I’m sending you upstairs to see my boss. Be done with it!

And so I went to see the man in charge of registration.
When I got done he started typing up his resignation.
His final words to me before he totally lost his mind
Were, "Well I'll be damned if we don’t stop perversions of your kind!"

You are a...  Carl Sagan-Ronald-Reagan-San Diegan-Pagan.
You hold a service twice a month to worship Israel’s Begin.
This situation I can’t judge, it just might be obscene.
All I can do with this case now is send it to the Dean.

     And so I worked my way up through the bureaucratic system.
At every stage their systems crashed as my religion blitzed ‘em.
Advisors, deans, and chancellors all saw their plans break down,
‘Till at last I hit the top and met with Jerry Brown.

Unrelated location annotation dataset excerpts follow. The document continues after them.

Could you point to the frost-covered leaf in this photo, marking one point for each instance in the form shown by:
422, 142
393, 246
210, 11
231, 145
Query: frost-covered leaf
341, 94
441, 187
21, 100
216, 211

So you're the... Carl Sagan-Ronald-Reagan-San Diegan-Pagan!
Why do you meet once in a while to worship Israel’s Begin?
Why can’t you be a normal man and join a normal sect?
Like TM, Zen, the Druids, Scientology, or EST?

Just then a great disaster struck and forced my church to collapse.
Earthquakes took out San Diego, wiping it from the maps.
Sagan’s "Cosmos" royalties caused him to lose his head.
Reagan became senile, so I think my gods are dead.

But now I'm into...  Mister Magoo-R2D2-Do-As-I-Do-Voodoo,
Every week we have a meeting where we praise Cthulhu.
They found no problems with that when I went to re-apply.
I’m in the program even though I can’t determine why!